Palo Alto Networks (PANW) on Thursday posted a $38.5 million quarterly loss on revenue of $345.8 million and forecast slower growth going forward. The news sent its stock tumbling Friday as shares were trading around $130 by early afternoon, down more than 12%.
"Palo Alto (Networks) talked about actual (macroeconomic) concerns," TheStreet's founder and Action Alerts PLUS portfolio manager Jim Cramer said. "You don't want to hear that when you have a super-high-growth stock. They talked about there was a slowdown, definitively, from a very high level. It made me feel that perhaps cybersecurity is not as much of a growth area as it was."
Mark McLaughlin, CEO of the Santa Clara, Calif.-based cybersecurity provider, explained on the earnings call how the perceived fraught economic environment was affecting Palo Alto Networks' business.

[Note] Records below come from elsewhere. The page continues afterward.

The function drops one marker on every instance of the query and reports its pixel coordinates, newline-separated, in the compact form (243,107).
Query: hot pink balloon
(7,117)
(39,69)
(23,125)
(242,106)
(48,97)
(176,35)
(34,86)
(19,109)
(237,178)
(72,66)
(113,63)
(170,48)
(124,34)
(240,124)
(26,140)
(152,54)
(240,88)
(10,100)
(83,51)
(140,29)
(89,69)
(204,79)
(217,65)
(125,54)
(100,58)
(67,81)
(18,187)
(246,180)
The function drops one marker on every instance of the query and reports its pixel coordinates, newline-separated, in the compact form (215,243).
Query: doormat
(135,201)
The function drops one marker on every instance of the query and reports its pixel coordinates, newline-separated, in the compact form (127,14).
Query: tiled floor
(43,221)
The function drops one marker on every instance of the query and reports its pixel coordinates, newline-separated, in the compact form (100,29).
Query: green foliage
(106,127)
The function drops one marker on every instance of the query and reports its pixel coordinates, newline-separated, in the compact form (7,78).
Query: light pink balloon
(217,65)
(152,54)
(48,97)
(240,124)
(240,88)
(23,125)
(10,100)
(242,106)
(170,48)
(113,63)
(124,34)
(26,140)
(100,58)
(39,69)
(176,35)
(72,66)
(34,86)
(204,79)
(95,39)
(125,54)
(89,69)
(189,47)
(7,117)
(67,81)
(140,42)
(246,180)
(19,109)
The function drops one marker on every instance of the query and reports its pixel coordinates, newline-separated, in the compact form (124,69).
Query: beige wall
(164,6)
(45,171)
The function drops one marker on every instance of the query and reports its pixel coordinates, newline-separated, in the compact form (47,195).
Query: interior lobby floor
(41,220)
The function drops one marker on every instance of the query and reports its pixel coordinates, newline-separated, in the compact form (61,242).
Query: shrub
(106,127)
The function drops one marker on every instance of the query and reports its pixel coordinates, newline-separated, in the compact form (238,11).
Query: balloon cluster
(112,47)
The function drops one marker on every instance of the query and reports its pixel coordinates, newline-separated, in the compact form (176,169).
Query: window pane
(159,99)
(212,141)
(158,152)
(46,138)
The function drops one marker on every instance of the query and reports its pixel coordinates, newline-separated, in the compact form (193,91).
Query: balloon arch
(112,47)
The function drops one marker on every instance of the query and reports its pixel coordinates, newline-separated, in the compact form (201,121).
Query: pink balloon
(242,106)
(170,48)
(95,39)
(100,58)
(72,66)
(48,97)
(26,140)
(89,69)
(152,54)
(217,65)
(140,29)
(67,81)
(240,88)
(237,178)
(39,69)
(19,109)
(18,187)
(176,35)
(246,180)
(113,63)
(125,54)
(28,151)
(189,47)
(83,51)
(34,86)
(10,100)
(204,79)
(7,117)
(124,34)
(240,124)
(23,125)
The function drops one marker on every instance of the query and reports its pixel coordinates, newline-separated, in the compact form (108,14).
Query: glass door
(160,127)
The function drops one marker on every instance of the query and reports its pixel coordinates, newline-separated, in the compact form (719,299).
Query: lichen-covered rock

"I think I might use this term volatility as a lot of things that play out there," McLaughlin said. "It ultimately boils down to sentiment (that) ... the customers feel about things. And I think that sentiment in that environment has been cautious from January and it continues to be that case."
Rather than Palo Alto Networks, Cramer likes CyberArk (CYBR) , which reported revenue of $46.9 million in the first quarter, and Fortinet (FTNT) , a Growth Seeker holding, which reported $284.6 million in first-quarter revenue.
"Palo Alto talked about taking customers from somebody else," Cramer said. "All I want to hear about is this green field, there's customers that have no protection. So I understand the stock is down. I prefer CyberArk and Fortinet."